All children are admitted overnight after cleft palate surgery. Ensure constant observation for 24 hours because airway problems or bleeding may occur. A small percentage of children may have to return to the operating room for control of bleeding and some may require reintubation.
Order analgesics with caution to avoid excessive respiratory depression as upper airway obstruction is a particular risk in the postoperative period.
Application of Palatal Splints or Devices in the Neonate
This is sometimes performed to mold the palate and alveolar ridge and improve the aesthetic and dental results of subsequent surgery. All provisions for neonatal anesthesia should be observed. General endotracheal anesthesia is preferred; use an oral RAE tube. After the procedure the infant is usually uncomfortable and requires a mild analgesic.
Alveolar Bone Grafting
An alveolar bone graft may be required to close a gap in the bony alveolar ridge; this procedure may be performed on an ambulatory basis. The operation is preferably performed as the permanent dentition erupts so that teeth may be guided into the grafted area. Bone is often harvested at the iliac crest in which case preincisional infiltration of the donor site with bupivacaine may significantly reduce postoperative pain. For the ambulatory patient, prophylactic administration of dexamethasone and antinausea medication significantly decrease PONV and speed return to normal activity.
Pharyngoplasty is performed to reduce velopharyngeal incompetence and improve speech. The procedure inevitably increases resistance to ventilation. Postoperative airway problems are common. These children require close monitoring postoperatively.

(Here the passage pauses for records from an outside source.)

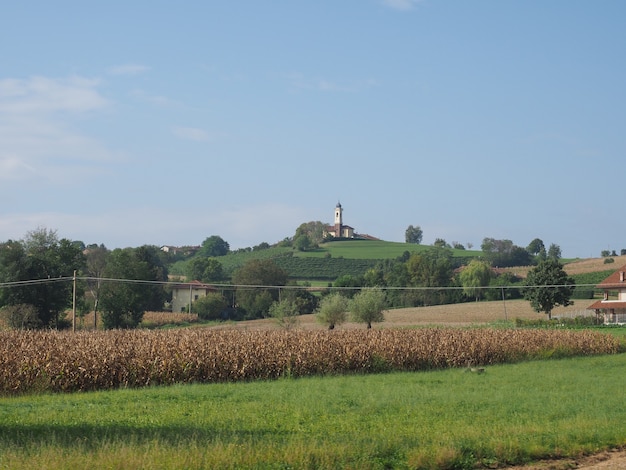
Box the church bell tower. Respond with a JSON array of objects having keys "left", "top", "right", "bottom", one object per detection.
[{"left": 335, "top": 202, "right": 343, "bottom": 238}]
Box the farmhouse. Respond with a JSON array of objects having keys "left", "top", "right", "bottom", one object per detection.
[
  {"left": 172, "top": 281, "right": 215, "bottom": 312},
  {"left": 587, "top": 265, "right": 626, "bottom": 325}
]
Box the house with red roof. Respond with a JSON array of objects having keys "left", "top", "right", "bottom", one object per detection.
[
  {"left": 172, "top": 281, "right": 216, "bottom": 312},
  {"left": 587, "top": 265, "right": 626, "bottom": 325}
]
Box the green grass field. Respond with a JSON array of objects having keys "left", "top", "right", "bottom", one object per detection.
[
  {"left": 295, "top": 240, "right": 481, "bottom": 259},
  {"left": 0, "top": 354, "right": 626, "bottom": 469}
]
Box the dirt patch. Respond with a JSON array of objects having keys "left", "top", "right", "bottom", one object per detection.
[
  {"left": 503, "top": 255, "right": 626, "bottom": 279},
  {"left": 208, "top": 299, "right": 590, "bottom": 330},
  {"left": 507, "top": 450, "right": 626, "bottom": 470}
]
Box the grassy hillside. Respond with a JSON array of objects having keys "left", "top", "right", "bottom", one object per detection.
[
  {"left": 295, "top": 240, "right": 481, "bottom": 260},
  {"left": 213, "top": 240, "right": 481, "bottom": 280}
]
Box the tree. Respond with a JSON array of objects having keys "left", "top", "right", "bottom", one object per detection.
[
  {"left": 349, "top": 288, "right": 387, "bottom": 329},
  {"left": 85, "top": 245, "right": 110, "bottom": 328},
  {"left": 193, "top": 292, "right": 228, "bottom": 320},
  {"left": 186, "top": 256, "right": 224, "bottom": 282},
  {"left": 0, "top": 304, "right": 41, "bottom": 330},
  {"left": 404, "top": 225, "right": 424, "bottom": 245},
  {"left": 524, "top": 258, "right": 575, "bottom": 319},
  {"left": 548, "top": 243, "right": 561, "bottom": 261},
  {"left": 406, "top": 248, "right": 453, "bottom": 305},
  {"left": 0, "top": 228, "right": 85, "bottom": 327},
  {"left": 270, "top": 299, "right": 300, "bottom": 330},
  {"left": 480, "top": 238, "right": 531, "bottom": 267},
  {"left": 100, "top": 246, "right": 167, "bottom": 329},
  {"left": 293, "top": 220, "right": 326, "bottom": 248},
  {"left": 233, "top": 259, "right": 287, "bottom": 320},
  {"left": 333, "top": 274, "right": 365, "bottom": 298},
  {"left": 293, "top": 233, "right": 313, "bottom": 251},
  {"left": 200, "top": 235, "right": 230, "bottom": 258},
  {"left": 526, "top": 238, "right": 546, "bottom": 256},
  {"left": 433, "top": 238, "right": 450, "bottom": 248},
  {"left": 316, "top": 292, "right": 348, "bottom": 330},
  {"left": 459, "top": 259, "right": 492, "bottom": 302}
]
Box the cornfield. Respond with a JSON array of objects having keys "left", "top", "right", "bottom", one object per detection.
[{"left": 0, "top": 328, "right": 620, "bottom": 395}]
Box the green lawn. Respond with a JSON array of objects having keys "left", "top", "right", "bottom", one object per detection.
[
  {"left": 294, "top": 240, "right": 482, "bottom": 259},
  {"left": 0, "top": 354, "right": 626, "bottom": 469}
]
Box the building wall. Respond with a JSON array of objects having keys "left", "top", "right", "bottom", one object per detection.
[{"left": 172, "top": 287, "right": 207, "bottom": 313}]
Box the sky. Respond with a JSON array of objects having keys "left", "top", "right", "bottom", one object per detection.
[{"left": 0, "top": 0, "right": 626, "bottom": 258}]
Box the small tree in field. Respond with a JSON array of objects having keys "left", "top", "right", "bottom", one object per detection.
[
  {"left": 459, "top": 259, "right": 492, "bottom": 302},
  {"left": 524, "top": 258, "right": 575, "bottom": 319},
  {"left": 270, "top": 299, "right": 300, "bottom": 330},
  {"left": 317, "top": 292, "right": 348, "bottom": 330},
  {"left": 350, "top": 289, "right": 387, "bottom": 329},
  {"left": 192, "top": 292, "right": 228, "bottom": 320}
]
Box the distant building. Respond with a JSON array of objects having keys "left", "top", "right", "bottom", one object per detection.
[
  {"left": 324, "top": 202, "right": 354, "bottom": 238},
  {"left": 587, "top": 265, "right": 626, "bottom": 324},
  {"left": 324, "top": 202, "right": 378, "bottom": 240},
  {"left": 172, "top": 281, "right": 216, "bottom": 313}
]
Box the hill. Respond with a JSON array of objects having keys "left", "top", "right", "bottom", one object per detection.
[{"left": 220, "top": 240, "right": 481, "bottom": 281}]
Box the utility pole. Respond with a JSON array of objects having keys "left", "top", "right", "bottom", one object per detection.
[{"left": 72, "top": 270, "right": 76, "bottom": 332}]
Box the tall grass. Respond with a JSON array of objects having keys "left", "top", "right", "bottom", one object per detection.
[
  {"left": 0, "top": 328, "right": 622, "bottom": 394},
  {"left": 0, "top": 354, "right": 626, "bottom": 470}
]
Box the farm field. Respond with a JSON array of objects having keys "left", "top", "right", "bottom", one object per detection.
[
  {"left": 208, "top": 299, "right": 593, "bottom": 329},
  {"left": 0, "top": 300, "right": 626, "bottom": 470},
  {"left": 0, "top": 354, "right": 626, "bottom": 470}
]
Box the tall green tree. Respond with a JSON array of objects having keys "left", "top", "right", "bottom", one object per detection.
[
  {"left": 186, "top": 256, "right": 224, "bottom": 282},
  {"left": 293, "top": 220, "right": 326, "bottom": 248},
  {"left": 199, "top": 235, "right": 230, "bottom": 258},
  {"left": 406, "top": 247, "right": 454, "bottom": 305},
  {"left": 524, "top": 258, "right": 575, "bottom": 319},
  {"left": 85, "top": 245, "right": 110, "bottom": 327},
  {"left": 404, "top": 225, "right": 424, "bottom": 245},
  {"left": 233, "top": 259, "right": 287, "bottom": 319},
  {"left": 526, "top": 238, "right": 546, "bottom": 261},
  {"left": 100, "top": 246, "right": 167, "bottom": 329},
  {"left": 0, "top": 228, "right": 85, "bottom": 327},
  {"left": 548, "top": 243, "right": 561, "bottom": 261},
  {"left": 459, "top": 259, "right": 493, "bottom": 302},
  {"left": 480, "top": 238, "right": 532, "bottom": 267},
  {"left": 349, "top": 288, "right": 387, "bottom": 329}
]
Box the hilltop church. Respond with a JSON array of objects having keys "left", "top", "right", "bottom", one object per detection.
[
  {"left": 324, "top": 202, "right": 378, "bottom": 240},
  {"left": 324, "top": 202, "right": 354, "bottom": 238}
]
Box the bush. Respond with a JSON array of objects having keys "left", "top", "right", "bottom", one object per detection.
[
  {"left": 192, "top": 292, "right": 228, "bottom": 320},
  {"left": 2, "top": 304, "right": 42, "bottom": 330}
]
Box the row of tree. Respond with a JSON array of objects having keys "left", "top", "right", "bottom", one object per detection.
[{"left": 0, "top": 224, "right": 573, "bottom": 328}]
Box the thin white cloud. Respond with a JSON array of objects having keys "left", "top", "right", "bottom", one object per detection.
[
  {"left": 287, "top": 73, "right": 378, "bottom": 93},
  {"left": 0, "top": 77, "right": 108, "bottom": 117},
  {"left": 107, "top": 64, "right": 150, "bottom": 76},
  {"left": 172, "top": 127, "right": 211, "bottom": 142},
  {"left": 382, "top": 0, "right": 422, "bottom": 11},
  {"left": 0, "top": 204, "right": 308, "bottom": 249},
  {"left": 130, "top": 90, "right": 182, "bottom": 108},
  {"left": 0, "top": 76, "right": 117, "bottom": 183}
]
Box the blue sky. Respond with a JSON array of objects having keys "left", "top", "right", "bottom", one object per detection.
[{"left": 0, "top": 0, "right": 626, "bottom": 258}]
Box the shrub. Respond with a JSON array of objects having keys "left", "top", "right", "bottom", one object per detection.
[
  {"left": 192, "top": 292, "right": 228, "bottom": 320},
  {"left": 2, "top": 304, "right": 42, "bottom": 330}
]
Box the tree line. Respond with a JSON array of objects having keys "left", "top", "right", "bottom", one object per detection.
[{"left": 0, "top": 227, "right": 573, "bottom": 328}]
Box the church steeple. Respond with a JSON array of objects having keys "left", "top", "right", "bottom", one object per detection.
[
  {"left": 335, "top": 202, "right": 343, "bottom": 238},
  {"left": 335, "top": 202, "right": 343, "bottom": 226}
]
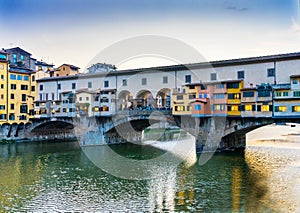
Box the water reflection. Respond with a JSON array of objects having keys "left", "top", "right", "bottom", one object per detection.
[
  {"left": 0, "top": 143, "right": 292, "bottom": 212},
  {"left": 245, "top": 146, "right": 300, "bottom": 212}
]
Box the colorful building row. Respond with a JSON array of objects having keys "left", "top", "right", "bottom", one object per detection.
[
  {"left": 0, "top": 47, "right": 79, "bottom": 124},
  {"left": 172, "top": 75, "right": 300, "bottom": 118}
]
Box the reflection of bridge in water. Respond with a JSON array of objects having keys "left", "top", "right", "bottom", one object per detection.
[{"left": 1, "top": 109, "right": 297, "bottom": 149}]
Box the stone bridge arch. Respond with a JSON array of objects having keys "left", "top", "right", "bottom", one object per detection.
[
  {"left": 134, "top": 89, "right": 156, "bottom": 108},
  {"left": 220, "top": 118, "right": 275, "bottom": 148},
  {"left": 155, "top": 88, "right": 171, "bottom": 108},
  {"left": 117, "top": 90, "right": 133, "bottom": 110},
  {"left": 30, "top": 120, "right": 75, "bottom": 133}
]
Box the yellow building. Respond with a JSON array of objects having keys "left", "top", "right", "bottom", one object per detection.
[
  {"left": 226, "top": 80, "right": 244, "bottom": 116},
  {"left": 0, "top": 51, "right": 8, "bottom": 124},
  {"left": 7, "top": 65, "right": 36, "bottom": 123},
  {"left": 172, "top": 89, "right": 190, "bottom": 115},
  {"left": 50, "top": 64, "right": 80, "bottom": 77}
]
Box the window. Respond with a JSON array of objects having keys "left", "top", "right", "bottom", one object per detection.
[
  {"left": 175, "top": 106, "right": 185, "bottom": 111},
  {"left": 177, "top": 95, "right": 183, "bottom": 100},
  {"left": 216, "top": 84, "right": 225, "bottom": 89},
  {"left": 13, "top": 54, "right": 17, "bottom": 64},
  {"left": 100, "top": 106, "right": 109, "bottom": 112},
  {"left": 194, "top": 104, "right": 201, "bottom": 110},
  {"left": 267, "top": 68, "right": 275, "bottom": 77},
  {"left": 122, "top": 79, "right": 127, "bottom": 87},
  {"left": 257, "top": 90, "right": 271, "bottom": 97},
  {"left": 228, "top": 93, "right": 241, "bottom": 99},
  {"left": 227, "top": 105, "right": 239, "bottom": 111},
  {"left": 215, "top": 93, "right": 225, "bottom": 99},
  {"left": 0, "top": 114, "right": 6, "bottom": 120},
  {"left": 213, "top": 104, "right": 225, "bottom": 111},
  {"left": 185, "top": 75, "right": 192, "bottom": 83},
  {"left": 275, "top": 106, "right": 287, "bottom": 112},
  {"left": 189, "top": 94, "right": 196, "bottom": 100},
  {"left": 93, "top": 107, "right": 99, "bottom": 112},
  {"left": 237, "top": 70, "right": 245, "bottom": 79},
  {"left": 10, "top": 84, "right": 17, "bottom": 90},
  {"left": 9, "top": 74, "right": 17, "bottom": 80},
  {"left": 8, "top": 114, "right": 15, "bottom": 121},
  {"left": 21, "top": 84, "right": 28, "bottom": 90},
  {"left": 245, "top": 104, "right": 252, "bottom": 111},
  {"left": 20, "top": 105, "right": 27, "bottom": 113},
  {"left": 100, "top": 97, "right": 109, "bottom": 103},
  {"left": 69, "top": 108, "right": 75, "bottom": 112},
  {"left": 227, "top": 82, "right": 239, "bottom": 89},
  {"left": 163, "top": 76, "right": 168, "bottom": 84},
  {"left": 210, "top": 73, "right": 217, "bottom": 81},
  {"left": 292, "top": 106, "right": 300, "bottom": 112},
  {"left": 22, "top": 94, "right": 26, "bottom": 101},
  {"left": 294, "top": 91, "right": 300, "bottom": 97},
  {"left": 243, "top": 92, "right": 254, "bottom": 98},
  {"left": 261, "top": 105, "right": 270, "bottom": 112}
]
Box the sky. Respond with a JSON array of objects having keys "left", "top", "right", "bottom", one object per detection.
[{"left": 0, "top": 0, "right": 300, "bottom": 69}]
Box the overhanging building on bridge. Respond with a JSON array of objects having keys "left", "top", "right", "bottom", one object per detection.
[{"left": 36, "top": 53, "right": 300, "bottom": 117}]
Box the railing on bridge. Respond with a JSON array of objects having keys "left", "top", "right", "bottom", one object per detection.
[
  {"left": 113, "top": 109, "right": 172, "bottom": 125},
  {"left": 116, "top": 109, "right": 172, "bottom": 116}
]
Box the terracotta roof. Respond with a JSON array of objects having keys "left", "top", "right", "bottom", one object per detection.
[
  {"left": 59, "top": 64, "right": 80, "bottom": 69},
  {"left": 241, "top": 87, "right": 256, "bottom": 91},
  {"left": 5, "top": 47, "right": 31, "bottom": 55}
]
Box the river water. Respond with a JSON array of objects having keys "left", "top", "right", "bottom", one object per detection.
[{"left": 0, "top": 125, "right": 300, "bottom": 212}]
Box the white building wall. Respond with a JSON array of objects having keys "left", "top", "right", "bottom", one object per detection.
[{"left": 276, "top": 60, "right": 300, "bottom": 84}]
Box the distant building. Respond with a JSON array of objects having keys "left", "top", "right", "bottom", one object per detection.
[
  {"left": 0, "top": 51, "right": 8, "bottom": 124},
  {"left": 50, "top": 64, "right": 80, "bottom": 77},
  {"left": 87, "top": 63, "right": 116, "bottom": 73},
  {"left": 4, "top": 47, "right": 35, "bottom": 70}
]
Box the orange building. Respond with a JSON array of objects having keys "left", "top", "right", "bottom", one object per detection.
[{"left": 50, "top": 64, "right": 80, "bottom": 77}]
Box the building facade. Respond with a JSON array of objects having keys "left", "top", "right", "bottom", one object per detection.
[
  {"left": 50, "top": 64, "right": 80, "bottom": 77},
  {"left": 26, "top": 53, "right": 300, "bottom": 120}
]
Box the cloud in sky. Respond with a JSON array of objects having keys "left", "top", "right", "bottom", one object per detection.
[{"left": 0, "top": 0, "right": 300, "bottom": 67}]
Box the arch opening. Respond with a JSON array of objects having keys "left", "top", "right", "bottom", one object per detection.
[
  {"left": 156, "top": 88, "right": 171, "bottom": 109},
  {"left": 117, "top": 90, "right": 133, "bottom": 110}
]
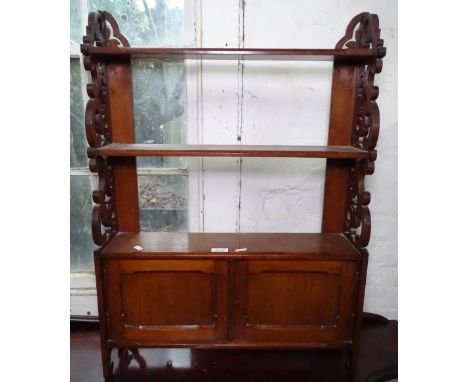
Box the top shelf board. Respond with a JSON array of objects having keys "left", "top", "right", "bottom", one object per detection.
[
  {"left": 94, "top": 143, "right": 369, "bottom": 159},
  {"left": 87, "top": 47, "right": 379, "bottom": 62}
]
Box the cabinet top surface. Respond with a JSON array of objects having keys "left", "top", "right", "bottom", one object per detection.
[{"left": 102, "top": 232, "right": 360, "bottom": 260}]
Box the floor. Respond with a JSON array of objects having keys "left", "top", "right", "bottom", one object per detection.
[{"left": 70, "top": 314, "right": 398, "bottom": 382}]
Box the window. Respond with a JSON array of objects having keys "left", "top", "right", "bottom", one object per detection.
[{"left": 70, "top": 0, "right": 188, "bottom": 316}]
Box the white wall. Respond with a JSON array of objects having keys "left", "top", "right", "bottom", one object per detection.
[{"left": 186, "top": 0, "right": 397, "bottom": 318}]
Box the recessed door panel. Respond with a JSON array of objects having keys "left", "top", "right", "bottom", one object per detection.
[
  {"left": 235, "top": 260, "right": 355, "bottom": 342},
  {"left": 108, "top": 260, "right": 227, "bottom": 343}
]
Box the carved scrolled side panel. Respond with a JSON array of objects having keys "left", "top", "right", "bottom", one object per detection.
[
  {"left": 81, "top": 11, "right": 129, "bottom": 246},
  {"left": 336, "top": 12, "right": 386, "bottom": 248}
]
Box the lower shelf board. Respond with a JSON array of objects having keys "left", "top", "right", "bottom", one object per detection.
[
  {"left": 108, "top": 340, "right": 352, "bottom": 349},
  {"left": 101, "top": 232, "right": 360, "bottom": 260}
]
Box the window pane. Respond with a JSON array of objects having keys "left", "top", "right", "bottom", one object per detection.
[
  {"left": 132, "top": 59, "right": 187, "bottom": 168},
  {"left": 138, "top": 175, "right": 187, "bottom": 231},
  {"left": 70, "top": 0, "right": 84, "bottom": 45},
  {"left": 70, "top": 175, "right": 94, "bottom": 272},
  {"left": 70, "top": 59, "right": 88, "bottom": 167},
  {"left": 88, "top": 0, "right": 184, "bottom": 47}
]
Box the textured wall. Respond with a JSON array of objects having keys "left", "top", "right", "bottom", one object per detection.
[{"left": 188, "top": 0, "right": 397, "bottom": 318}]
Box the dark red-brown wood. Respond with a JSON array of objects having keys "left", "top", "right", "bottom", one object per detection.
[
  {"left": 102, "top": 232, "right": 360, "bottom": 260},
  {"left": 89, "top": 47, "right": 378, "bottom": 62},
  {"left": 81, "top": 11, "right": 385, "bottom": 378},
  {"left": 94, "top": 143, "right": 369, "bottom": 159}
]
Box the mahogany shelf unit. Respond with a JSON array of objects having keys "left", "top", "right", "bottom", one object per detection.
[{"left": 81, "top": 11, "right": 386, "bottom": 379}]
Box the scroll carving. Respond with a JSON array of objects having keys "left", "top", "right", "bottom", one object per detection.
[
  {"left": 81, "top": 11, "right": 129, "bottom": 246},
  {"left": 336, "top": 13, "right": 386, "bottom": 248}
]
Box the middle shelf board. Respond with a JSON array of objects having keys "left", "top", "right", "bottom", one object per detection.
[
  {"left": 102, "top": 232, "right": 360, "bottom": 260},
  {"left": 93, "top": 143, "right": 369, "bottom": 159}
]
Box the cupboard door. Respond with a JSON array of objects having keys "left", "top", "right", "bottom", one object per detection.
[
  {"left": 107, "top": 260, "right": 227, "bottom": 343},
  {"left": 233, "top": 260, "right": 356, "bottom": 343}
]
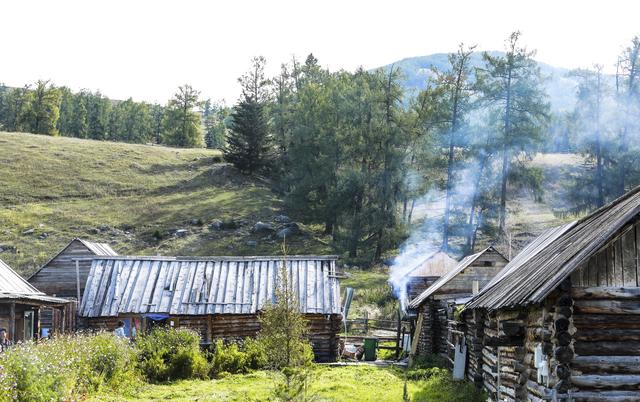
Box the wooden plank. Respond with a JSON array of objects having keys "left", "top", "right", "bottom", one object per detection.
[
  {"left": 613, "top": 239, "right": 624, "bottom": 286},
  {"left": 622, "top": 229, "right": 638, "bottom": 286},
  {"left": 207, "top": 261, "right": 224, "bottom": 314}
]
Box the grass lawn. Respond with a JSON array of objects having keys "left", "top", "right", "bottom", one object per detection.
[
  {"left": 0, "top": 132, "right": 332, "bottom": 275},
  {"left": 92, "top": 366, "right": 418, "bottom": 402}
]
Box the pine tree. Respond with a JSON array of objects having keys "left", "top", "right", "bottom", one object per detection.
[
  {"left": 223, "top": 99, "right": 271, "bottom": 174},
  {"left": 70, "top": 92, "right": 89, "bottom": 138},
  {"left": 223, "top": 57, "right": 272, "bottom": 174},
  {"left": 162, "top": 84, "right": 204, "bottom": 147},
  {"left": 476, "top": 32, "right": 549, "bottom": 234},
  {"left": 29, "top": 80, "right": 60, "bottom": 135}
]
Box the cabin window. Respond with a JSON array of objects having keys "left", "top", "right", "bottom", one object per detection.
[{"left": 23, "top": 310, "right": 35, "bottom": 341}]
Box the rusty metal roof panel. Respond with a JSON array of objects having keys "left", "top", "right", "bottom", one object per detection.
[{"left": 80, "top": 256, "right": 340, "bottom": 317}]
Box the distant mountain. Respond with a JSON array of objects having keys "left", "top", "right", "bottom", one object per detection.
[{"left": 383, "top": 51, "right": 577, "bottom": 112}]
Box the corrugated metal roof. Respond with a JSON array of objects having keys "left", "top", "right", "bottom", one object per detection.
[
  {"left": 409, "top": 247, "right": 491, "bottom": 308},
  {"left": 0, "top": 260, "right": 68, "bottom": 304},
  {"left": 29, "top": 237, "right": 118, "bottom": 280},
  {"left": 80, "top": 256, "right": 340, "bottom": 317},
  {"left": 407, "top": 250, "right": 458, "bottom": 278},
  {"left": 467, "top": 187, "right": 640, "bottom": 309},
  {"left": 0, "top": 260, "right": 41, "bottom": 294}
]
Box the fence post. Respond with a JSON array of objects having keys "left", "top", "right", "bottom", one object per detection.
[
  {"left": 396, "top": 310, "right": 402, "bottom": 360},
  {"left": 364, "top": 310, "right": 369, "bottom": 335}
]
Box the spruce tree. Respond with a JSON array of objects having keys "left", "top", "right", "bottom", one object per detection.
[
  {"left": 224, "top": 98, "right": 271, "bottom": 174},
  {"left": 223, "top": 57, "right": 272, "bottom": 174},
  {"left": 162, "top": 85, "right": 204, "bottom": 147}
]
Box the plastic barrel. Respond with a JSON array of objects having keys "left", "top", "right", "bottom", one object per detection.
[{"left": 364, "top": 338, "right": 378, "bottom": 362}]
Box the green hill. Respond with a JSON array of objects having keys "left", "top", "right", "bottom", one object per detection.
[
  {"left": 0, "top": 132, "right": 331, "bottom": 274},
  {"left": 382, "top": 51, "right": 613, "bottom": 112}
]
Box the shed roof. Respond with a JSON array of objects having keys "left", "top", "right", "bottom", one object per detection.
[
  {"left": 409, "top": 246, "right": 493, "bottom": 308},
  {"left": 407, "top": 250, "right": 458, "bottom": 277},
  {"left": 29, "top": 237, "right": 118, "bottom": 279},
  {"left": 80, "top": 256, "right": 340, "bottom": 317},
  {"left": 0, "top": 260, "right": 67, "bottom": 304},
  {"left": 467, "top": 187, "right": 640, "bottom": 309},
  {"left": 0, "top": 260, "right": 41, "bottom": 294}
]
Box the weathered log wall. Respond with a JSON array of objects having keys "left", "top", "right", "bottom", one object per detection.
[{"left": 571, "top": 287, "right": 640, "bottom": 401}]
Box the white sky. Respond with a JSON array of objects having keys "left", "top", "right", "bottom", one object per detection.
[{"left": 0, "top": 0, "right": 640, "bottom": 104}]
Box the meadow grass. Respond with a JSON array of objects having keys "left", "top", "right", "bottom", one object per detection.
[
  {"left": 0, "top": 132, "right": 332, "bottom": 275},
  {"left": 92, "top": 366, "right": 420, "bottom": 402}
]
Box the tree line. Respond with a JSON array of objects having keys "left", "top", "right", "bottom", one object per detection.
[
  {"left": 0, "top": 80, "right": 229, "bottom": 148},
  {"left": 224, "top": 33, "right": 550, "bottom": 260},
  {"left": 5, "top": 32, "right": 640, "bottom": 261}
]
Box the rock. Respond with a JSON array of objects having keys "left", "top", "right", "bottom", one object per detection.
[
  {"left": 209, "top": 219, "right": 222, "bottom": 230},
  {"left": 0, "top": 244, "right": 16, "bottom": 253},
  {"left": 251, "top": 221, "right": 276, "bottom": 233},
  {"left": 220, "top": 219, "right": 240, "bottom": 230},
  {"left": 173, "top": 229, "right": 189, "bottom": 237},
  {"left": 276, "top": 227, "right": 300, "bottom": 239},
  {"left": 273, "top": 215, "right": 291, "bottom": 223},
  {"left": 282, "top": 222, "right": 300, "bottom": 232}
]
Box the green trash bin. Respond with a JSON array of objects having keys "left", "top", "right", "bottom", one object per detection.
[{"left": 364, "top": 338, "right": 378, "bottom": 362}]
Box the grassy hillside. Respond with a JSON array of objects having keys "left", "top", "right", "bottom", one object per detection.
[{"left": 0, "top": 132, "right": 331, "bottom": 274}]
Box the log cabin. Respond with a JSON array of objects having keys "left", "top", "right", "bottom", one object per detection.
[
  {"left": 27, "top": 238, "right": 118, "bottom": 333},
  {"left": 406, "top": 250, "right": 458, "bottom": 300},
  {"left": 461, "top": 188, "right": 640, "bottom": 402},
  {"left": 408, "top": 246, "right": 508, "bottom": 364},
  {"left": 0, "top": 260, "right": 73, "bottom": 342},
  {"left": 79, "top": 256, "right": 342, "bottom": 362}
]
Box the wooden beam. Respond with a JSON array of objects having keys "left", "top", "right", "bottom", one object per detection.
[
  {"left": 571, "top": 374, "right": 640, "bottom": 389},
  {"left": 9, "top": 303, "right": 16, "bottom": 343}
]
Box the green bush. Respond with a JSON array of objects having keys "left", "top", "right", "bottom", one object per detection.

Special Anesthesia Problems
Postoperative airway obstruction is a particular danger and may occur early in the PACU.
Chronic airway obstruction may persist after the operation and may lead to obstructive sleep apnea and possibly to later pulmonary hypertension.
As for cleft palate (see previous discussion).
Observe closely in the PACU or PICU for airway obstruction and/or bleeding for at least 12 hours.
A nasopharyngeal airway, placed by the surgeon and left in situ for 24 hours, is effective in reducing serious postoperative respiratory complications.
Do not order heavy opioid sedation.
Continuing supervision for signs of obstruction during sleep is suggested, and a postoperative sleep study is recommended.